Note about crash last time!
GooFit and LmFit both seem to have compiled code that expects OpenMP - and at least on my Mac, they were linked with different OpenMP libraries (Anaconda's Intel libomp for LmFit, and HomeBrew's libomp for GooFit). So that's why it crashed. I've reinstalled GooFit without OpenMP for now.
GooFit
If you really want to try GooFit, you can try this on OSC:
!pip install --user scikit-build cmake
!PATH=$HOME/.local/bin:$PATH pip install --user --verbose goofit
The extra requirements here are partially to ensure it gets the highest level of optimization, and partially requirements that will eventually go away.
If you are on macOS, scikit-build is broken, you'll need !pip install scikit-build==0.6.1
.
from scipy.stats import norm, multivariate_normal
import matplotlib.pyplot as plt
import numpy as np
state = np.random.RandomState(42)
gauss_part = state.normal(1, 2, size=100_000)
lin_part = state.uniform(low=-10, high=10, size=50_000)
total_rand = np.concatenate([gauss_part, lin_part])
import goofit
We need an observable, with a range from -10 to 10.
x = goofit.Observable("x", -10, 10)
We can make an unbinned (or binned) dataset; we need to list the variables it will contain.
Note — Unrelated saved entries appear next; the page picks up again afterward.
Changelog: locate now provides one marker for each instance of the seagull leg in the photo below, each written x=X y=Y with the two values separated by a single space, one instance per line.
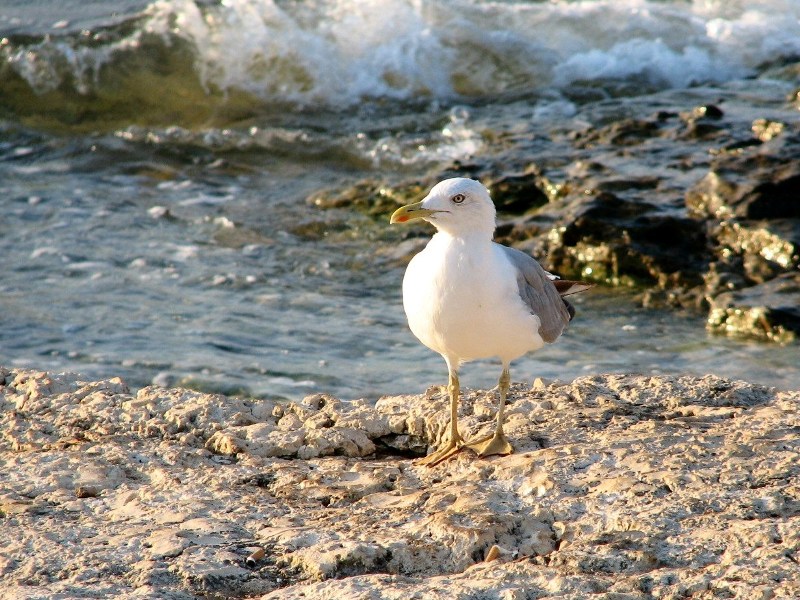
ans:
x=456 y=442
x=497 y=442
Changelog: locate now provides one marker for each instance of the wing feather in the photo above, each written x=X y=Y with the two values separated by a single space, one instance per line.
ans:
x=539 y=292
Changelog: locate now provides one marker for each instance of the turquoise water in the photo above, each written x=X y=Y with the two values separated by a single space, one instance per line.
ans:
x=156 y=161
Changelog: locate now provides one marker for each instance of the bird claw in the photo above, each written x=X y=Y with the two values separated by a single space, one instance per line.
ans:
x=433 y=459
x=491 y=445
x=495 y=444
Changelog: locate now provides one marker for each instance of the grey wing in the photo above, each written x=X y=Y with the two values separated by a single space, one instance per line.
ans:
x=540 y=294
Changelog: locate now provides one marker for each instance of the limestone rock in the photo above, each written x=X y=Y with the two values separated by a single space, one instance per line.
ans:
x=621 y=486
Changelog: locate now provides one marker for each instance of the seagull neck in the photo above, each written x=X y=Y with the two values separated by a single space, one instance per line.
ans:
x=473 y=236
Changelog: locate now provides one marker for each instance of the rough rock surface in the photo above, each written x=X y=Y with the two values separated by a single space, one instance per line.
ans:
x=686 y=205
x=622 y=486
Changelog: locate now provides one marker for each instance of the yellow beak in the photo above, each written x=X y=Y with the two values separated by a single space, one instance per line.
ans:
x=410 y=212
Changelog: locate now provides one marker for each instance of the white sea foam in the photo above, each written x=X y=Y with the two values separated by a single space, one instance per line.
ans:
x=338 y=52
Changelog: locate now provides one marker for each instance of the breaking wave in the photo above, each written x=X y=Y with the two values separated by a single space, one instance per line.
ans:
x=185 y=62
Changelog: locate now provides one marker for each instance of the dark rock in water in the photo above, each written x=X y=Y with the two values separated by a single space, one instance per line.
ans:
x=768 y=247
x=516 y=193
x=609 y=238
x=750 y=185
x=770 y=310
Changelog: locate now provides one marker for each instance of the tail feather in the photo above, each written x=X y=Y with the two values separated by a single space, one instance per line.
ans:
x=565 y=287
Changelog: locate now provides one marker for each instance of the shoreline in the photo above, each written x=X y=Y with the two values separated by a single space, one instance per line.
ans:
x=622 y=486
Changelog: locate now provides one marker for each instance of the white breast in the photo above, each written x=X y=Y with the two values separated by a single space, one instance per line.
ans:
x=462 y=301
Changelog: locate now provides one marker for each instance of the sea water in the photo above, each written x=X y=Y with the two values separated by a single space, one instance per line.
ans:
x=156 y=159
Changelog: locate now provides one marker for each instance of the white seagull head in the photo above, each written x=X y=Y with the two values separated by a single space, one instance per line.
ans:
x=457 y=206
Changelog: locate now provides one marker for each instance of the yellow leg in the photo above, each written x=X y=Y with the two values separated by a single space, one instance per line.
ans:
x=456 y=442
x=497 y=442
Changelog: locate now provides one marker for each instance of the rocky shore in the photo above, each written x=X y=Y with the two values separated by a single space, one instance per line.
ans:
x=697 y=206
x=622 y=486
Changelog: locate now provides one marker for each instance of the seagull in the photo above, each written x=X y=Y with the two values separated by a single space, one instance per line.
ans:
x=468 y=297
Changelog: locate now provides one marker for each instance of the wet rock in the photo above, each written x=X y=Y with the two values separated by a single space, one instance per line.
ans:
x=770 y=310
x=755 y=185
x=608 y=238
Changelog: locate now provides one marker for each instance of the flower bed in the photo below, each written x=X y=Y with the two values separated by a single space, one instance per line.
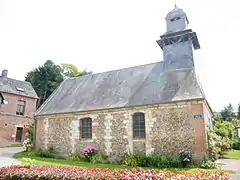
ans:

data = goofit.UnbinnedDataSet(x)
Let's read in data. GooFit will default to throwing an error if you input a value that is outside the range (-10 to 10 in this case), but we can pass filter=True
to simply ignore those values instead.
data.from_matrix([total_rand], filter=True)
If you display a PDF in the notebook, you get a nice pretty-printed version of it's documentation:
goofit.PolynomialPdf
The fitting variables and PDFs need to be setup next.
a = goofit.Variable("a", 0, 0, 1)
linear = goofit.PolynomialPdf("linear", x, [a])
mu = goofit.Variable("mu", 0, -10, 10)
sigma = goofit.Variable("sigma", 1, 0, 5)
gauss = goofit.GaussianPdf("gauss", x, mu, sigma)
We can add multiple PDFs with fractions for each
frac = goofit.Variable("frac", 0.5, 0, 1)
total = goofit.AddPdf("tot", [frac], [gauss, linear])
And, we can fit a PDF to data:
minimum = total.fitTo(data)
The variables are changed in place (mutated):
print(frac)
Let's look at a plot.
grid, pts = total.evaluatePdf(x)
xvals = grid.to_numpy().flatten()
fig, ax = plt.subplots(figsize=(6, 4))
ax.hist(total_rand, bins=50, range=(-10, 10), density=True)
ax.plot(xvals, pts, linewidth=2)
# ax.set_xlabel('xvar')
ax.set_ylabel("Normalized probability")
ax.set_ylim(ymin=0)
plt.show()